Devashish Makhija is an unambiguous director whose cinematic repercussions are about non-escapism. His previous film Ajji was a gritty and disturbing revenge saga revolving around rape, while Bhonsle has been derived from Makhija’s terrific short film Taandav. With age-old protagonists, similar patterns are visible in Ajji as well as Bhonsle – even with grumpy old walls.
Bhonsle begins with a making of Ganesh Idol intercut with unmaking of Ganpat Bhonsle from his duty (retirement). Retired Bhonsle befriends a North Indian and her brother, when the local politicians are trying to get rid of migrants. Writers Mirat Trivedi, Devashish Makhija and Sharanya Rajgopal weave an intricately sensitive story questioning demarcation of boundaries, blind faith and religion.
Bhonsle is a superior film which avoids ambiguity and dwells in subtexts, where shots linger for brief moment to feel the emotion rather than the actor delivering it – visibly a director’s medium. With plenty of subtext motifs planted from animals (crow: bad omen, dog: mere spectator), the power lies in the arrogance of politics and faith. There’s a communal harmony with names like Churchill Chawl where Marathis and Biharis reside to even character named Sita, who is raped. Bhonsle dwells into harsh reality; from MNS Attacks on Migrants to lynchings in the name of religion, it sparks off thought-chain.
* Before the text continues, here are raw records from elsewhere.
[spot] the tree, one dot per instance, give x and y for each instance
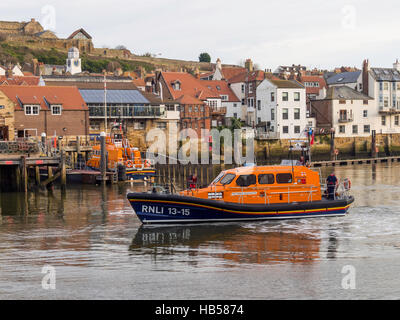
(204, 57)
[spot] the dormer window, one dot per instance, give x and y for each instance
(176, 85)
(56, 110)
(31, 110)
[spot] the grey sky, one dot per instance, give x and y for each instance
(314, 33)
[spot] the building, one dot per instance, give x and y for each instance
(383, 85)
(351, 79)
(20, 81)
(55, 111)
(281, 109)
(350, 113)
(222, 72)
(313, 85)
(74, 64)
(285, 72)
(230, 103)
(194, 99)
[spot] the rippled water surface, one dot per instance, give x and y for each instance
(99, 249)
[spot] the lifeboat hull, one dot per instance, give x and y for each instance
(152, 208)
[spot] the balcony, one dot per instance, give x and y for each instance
(260, 135)
(386, 110)
(96, 112)
(345, 119)
(218, 111)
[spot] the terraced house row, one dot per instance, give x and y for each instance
(283, 104)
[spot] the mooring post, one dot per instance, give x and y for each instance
(103, 157)
(24, 174)
(333, 155)
(373, 144)
(63, 171)
(37, 175)
(44, 145)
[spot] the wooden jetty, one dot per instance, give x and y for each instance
(346, 162)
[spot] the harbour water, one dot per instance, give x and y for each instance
(98, 249)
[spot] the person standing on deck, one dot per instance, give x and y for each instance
(331, 183)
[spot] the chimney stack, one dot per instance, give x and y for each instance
(396, 65)
(249, 65)
(365, 77)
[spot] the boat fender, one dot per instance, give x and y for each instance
(147, 164)
(347, 184)
(129, 164)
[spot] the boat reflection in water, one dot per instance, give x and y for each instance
(233, 243)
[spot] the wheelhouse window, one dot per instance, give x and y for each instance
(266, 178)
(31, 110)
(227, 179)
(246, 180)
(284, 178)
(56, 110)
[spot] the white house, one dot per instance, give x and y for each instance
(281, 106)
(383, 85)
(229, 103)
(350, 113)
(351, 79)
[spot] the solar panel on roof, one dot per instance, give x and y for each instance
(113, 96)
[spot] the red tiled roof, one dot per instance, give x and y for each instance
(69, 97)
(189, 86)
(313, 90)
(19, 81)
(139, 82)
(230, 72)
(221, 88)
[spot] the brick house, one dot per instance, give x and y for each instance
(194, 98)
(56, 111)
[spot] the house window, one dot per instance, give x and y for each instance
(385, 86)
(296, 113)
(31, 110)
(139, 125)
(285, 113)
(56, 110)
(250, 87)
(386, 101)
(161, 125)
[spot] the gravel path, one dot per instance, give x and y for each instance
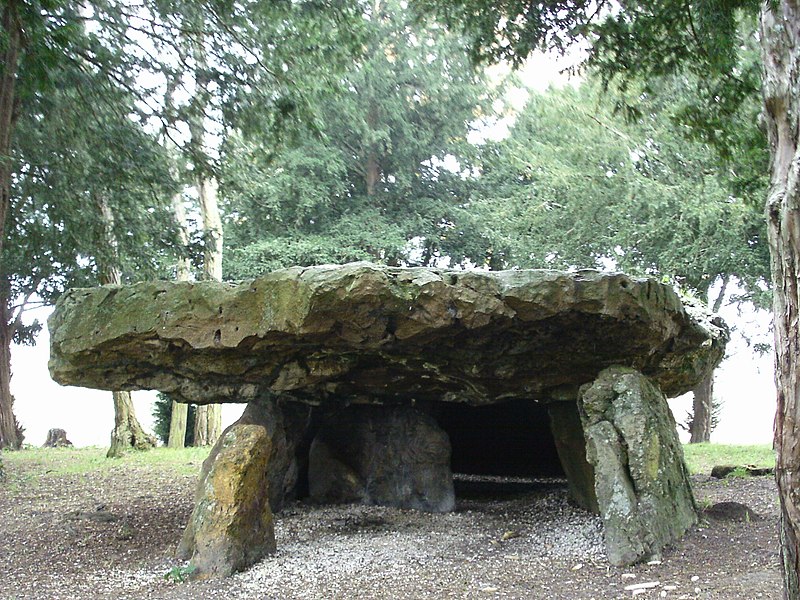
(113, 535)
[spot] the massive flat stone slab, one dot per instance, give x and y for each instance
(362, 331)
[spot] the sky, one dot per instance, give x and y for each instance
(744, 383)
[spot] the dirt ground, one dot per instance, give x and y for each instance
(112, 533)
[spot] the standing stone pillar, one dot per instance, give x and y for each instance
(641, 480)
(565, 423)
(249, 473)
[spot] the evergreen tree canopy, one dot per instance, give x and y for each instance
(373, 178)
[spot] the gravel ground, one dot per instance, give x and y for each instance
(113, 534)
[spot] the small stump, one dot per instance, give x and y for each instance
(57, 438)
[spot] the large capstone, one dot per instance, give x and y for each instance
(371, 384)
(380, 334)
(641, 481)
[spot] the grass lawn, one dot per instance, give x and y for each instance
(700, 458)
(59, 461)
(187, 461)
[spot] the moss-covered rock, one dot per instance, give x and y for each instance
(641, 480)
(231, 526)
(379, 334)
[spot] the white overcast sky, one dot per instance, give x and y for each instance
(744, 382)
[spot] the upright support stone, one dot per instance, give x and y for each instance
(641, 480)
(231, 526)
(392, 456)
(565, 423)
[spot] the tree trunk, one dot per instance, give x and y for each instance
(212, 229)
(177, 425)
(180, 410)
(780, 45)
(127, 433)
(12, 34)
(703, 404)
(700, 427)
(208, 417)
(208, 420)
(10, 431)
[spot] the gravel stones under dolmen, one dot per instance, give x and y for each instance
(392, 456)
(641, 481)
(356, 375)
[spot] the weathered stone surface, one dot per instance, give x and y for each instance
(231, 526)
(285, 424)
(641, 480)
(379, 334)
(57, 438)
(565, 422)
(392, 456)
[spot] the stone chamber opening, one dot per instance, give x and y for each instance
(499, 449)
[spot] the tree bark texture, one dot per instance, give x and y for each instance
(12, 32)
(10, 431)
(780, 45)
(208, 418)
(703, 404)
(702, 407)
(177, 425)
(127, 433)
(180, 410)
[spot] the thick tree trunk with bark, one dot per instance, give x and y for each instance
(180, 410)
(10, 432)
(703, 404)
(208, 418)
(12, 34)
(127, 433)
(780, 44)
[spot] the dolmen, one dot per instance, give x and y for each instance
(372, 384)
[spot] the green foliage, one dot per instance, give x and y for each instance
(180, 574)
(701, 458)
(162, 418)
(576, 185)
(371, 179)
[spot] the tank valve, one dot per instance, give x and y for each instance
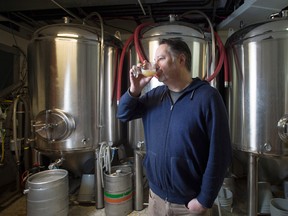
(283, 128)
(267, 147)
(56, 164)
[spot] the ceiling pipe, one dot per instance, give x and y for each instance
(144, 13)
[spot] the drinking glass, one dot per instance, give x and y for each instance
(147, 69)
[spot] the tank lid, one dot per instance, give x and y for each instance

Manoj Bajpayee as usual slips into the character with sheer brilliance, minimalistic yet volume of deliverance makes an impact. Devashish exclaimed about making a landscape out of an actor, when an actor delivers through eyes it feels cliched, hence a lingering effect.
Devashish Makhija’s Bhonsle lingers briefly with a thought-chain questioning migration – from nature to humane and from humane to inhumane.